Oh god, this sounds familiar.

I work, he doesn't. He does the dishes when he feels like it. He waters the plants when he remembers. He does spend time with our son, but 3/4 of his day, while he's awake, is spent playing video games. If he gets up to do something, it almost always means I'm about to get my head bit off because "he has to do everything around here."

Meanwhile, the house is a disaster because whenever I try to clean, he picks a fight with me because I'm using the wrong cleaning product, or in the wrong room to start with, or I'm bothering him. My house has never, in my entire life, been this disgusting.

He takes four medications a day which have caused him to gain a ton of weight, and while they're adjusting the medication, he's a giant asshole. He's also an asshole when he drinks, or is in a bad mood, or out of fucking nowhere when he can dig at me in front of other people. He actually told our son's teacher that I never do anything with our son, because I'm too busy.

His nastiness during manic phases and his habit of blaming me for his problems has left me with zero desire to have sexual contact with him. I have to try not to cringe when he kisses me.

It's been eight months since the last time anything resembling sexual contact occurred between us. He alternately tells me he's repulsed by me (during the occasional medication adjustment) and blames me for not having sex with him (when he acclimates to the medication.)

I've actually gained weight because anytime I work out, he follows me around complaining and he nags me compulsively to eat.

Every problem we have is heralded by him accusing me of being insane. No matter how nicely I ask, using 'I' language, offering compromise, doing everything in my power to make it easy for him to listen, he blows like a volcano.

He constantly complains to me that I'm stealing his friends, and that no one likes him. Any time they talk to me, he gets angry. I keep encouraging him to meet people, offering to pay for him to go out to events, reminding him that his friends like him, but it doesn't matter.

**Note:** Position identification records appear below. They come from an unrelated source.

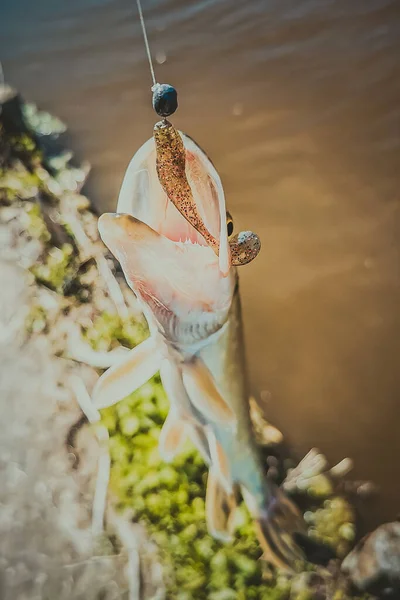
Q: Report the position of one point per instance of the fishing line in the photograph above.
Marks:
(146, 42)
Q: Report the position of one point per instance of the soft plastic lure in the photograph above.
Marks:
(171, 235)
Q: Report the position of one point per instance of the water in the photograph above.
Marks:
(298, 104)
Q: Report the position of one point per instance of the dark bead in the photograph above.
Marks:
(165, 99)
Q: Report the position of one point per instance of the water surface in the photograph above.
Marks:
(298, 104)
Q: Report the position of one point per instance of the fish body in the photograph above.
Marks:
(196, 341)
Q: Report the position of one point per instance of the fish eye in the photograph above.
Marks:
(229, 224)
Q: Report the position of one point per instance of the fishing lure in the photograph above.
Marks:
(174, 240)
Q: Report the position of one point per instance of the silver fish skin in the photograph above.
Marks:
(196, 342)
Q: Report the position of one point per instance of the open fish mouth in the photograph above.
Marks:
(143, 196)
(166, 261)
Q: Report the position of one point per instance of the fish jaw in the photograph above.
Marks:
(143, 196)
(180, 281)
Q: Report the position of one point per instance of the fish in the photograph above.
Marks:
(169, 233)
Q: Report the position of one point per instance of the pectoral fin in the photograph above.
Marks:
(172, 437)
(219, 462)
(219, 506)
(135, 368)
(204, 394)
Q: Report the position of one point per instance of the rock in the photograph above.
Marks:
(374, 564)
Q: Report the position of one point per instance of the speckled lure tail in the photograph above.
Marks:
(173, 238)
(171, 161)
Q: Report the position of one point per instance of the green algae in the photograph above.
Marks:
(333, 524)
(36, 226)
(58, 269)
(169, 499)
(109, 330)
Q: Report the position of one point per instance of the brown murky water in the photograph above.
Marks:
(298, 104)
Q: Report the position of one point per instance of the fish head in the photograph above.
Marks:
(165, 260)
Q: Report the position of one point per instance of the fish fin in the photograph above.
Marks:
(200, 442)
(219, 461)
(135, 368)
(203, 392)
(219, 507)
(275, 528)
(172, 437)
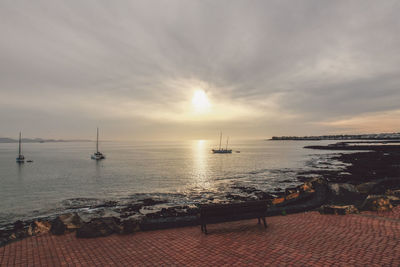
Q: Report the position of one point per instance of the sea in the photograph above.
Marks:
(63, 177)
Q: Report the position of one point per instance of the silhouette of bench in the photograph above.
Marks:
(219, 213)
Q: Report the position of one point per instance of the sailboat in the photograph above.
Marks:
(98, 155)
(220, 150)
(20, 158)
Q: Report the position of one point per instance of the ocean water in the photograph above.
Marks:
(63, 175)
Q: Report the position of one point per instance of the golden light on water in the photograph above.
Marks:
(200, 101)
(200, 166)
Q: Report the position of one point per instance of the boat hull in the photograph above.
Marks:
(222, 151)
(97, 156)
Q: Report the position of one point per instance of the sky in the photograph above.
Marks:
(172, 70)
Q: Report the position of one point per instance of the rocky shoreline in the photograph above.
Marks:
(370, 181)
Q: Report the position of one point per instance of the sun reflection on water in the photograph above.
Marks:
(200, 165)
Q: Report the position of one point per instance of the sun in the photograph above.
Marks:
(200, 101)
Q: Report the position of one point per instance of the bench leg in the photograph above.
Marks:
(265, 223)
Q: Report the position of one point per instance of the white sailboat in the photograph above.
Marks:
(98, 155)
(20, 158)
(221, 150)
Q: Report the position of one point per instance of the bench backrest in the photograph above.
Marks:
(221, 210)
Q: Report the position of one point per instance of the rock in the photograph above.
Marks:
(237, 197)
(152, 202)
(292, 196)
(339, 189)
(39, 227)
(306, 187)
(18, 225)
(129, 226)
(366, 188)
(338, 210)
(99, 227)
(377, 203)
(58, 227)
(395, 193)
(72, 221)
(344, 194)
(278, 200)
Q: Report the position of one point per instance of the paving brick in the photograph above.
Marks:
(310, 239)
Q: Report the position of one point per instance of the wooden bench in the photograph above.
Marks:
(218, 213)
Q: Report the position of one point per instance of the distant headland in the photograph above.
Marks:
(38, 140)
(381, 136)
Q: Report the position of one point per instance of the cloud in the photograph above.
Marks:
(133, 65)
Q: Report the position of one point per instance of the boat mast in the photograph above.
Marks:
(97, 141)
(220, 140)
(19, 145)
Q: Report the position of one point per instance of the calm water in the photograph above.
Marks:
(63, 173)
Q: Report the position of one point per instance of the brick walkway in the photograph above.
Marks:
(300, 239)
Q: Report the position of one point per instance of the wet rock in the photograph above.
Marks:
(237, 197)
(278, 200)
(338, 210)
(72, 221)
(18, 225)
(306, 187)
(366, 188)
(131, 208)
(263, 196)
(152, 202)
(39, 227)
(377, 203)
(99, 227)
(395, 193)
(290, 190)
(58, 227)
(344, 194)
(292, 196)
(130, 226)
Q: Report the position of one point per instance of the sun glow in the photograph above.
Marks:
(200, 101)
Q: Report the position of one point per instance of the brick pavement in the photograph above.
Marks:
(305, 239)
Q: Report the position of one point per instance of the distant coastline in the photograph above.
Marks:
(381, 136)
(39, 140)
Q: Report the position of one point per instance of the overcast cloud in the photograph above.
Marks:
(130, 67)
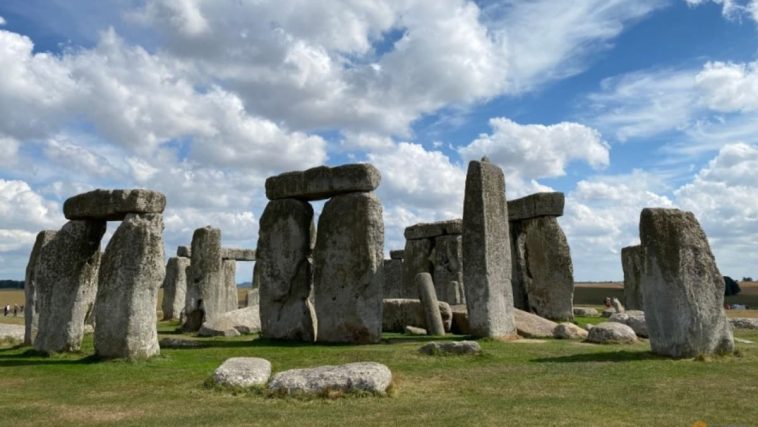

We own this house together, and I can't detangle my life from his easily, or I would have done so by now.

It's heartbreaking, because it isn't as if I didn't want to commit. I don't understand why someone who is a perfectly rational human being right now will turn around five minutes later, apropos of nothing, and say "you never loved me" or accuse me of stealing his friends.

I have autism, so I understand what it's like to have a disability, and I am absolutely stunned that he doesn't control himself better.

I've already told him I'm leaving, but he cries and makes me feel horribly guilty, and I end up staying because I feel so bad and because there's no money for me to leave.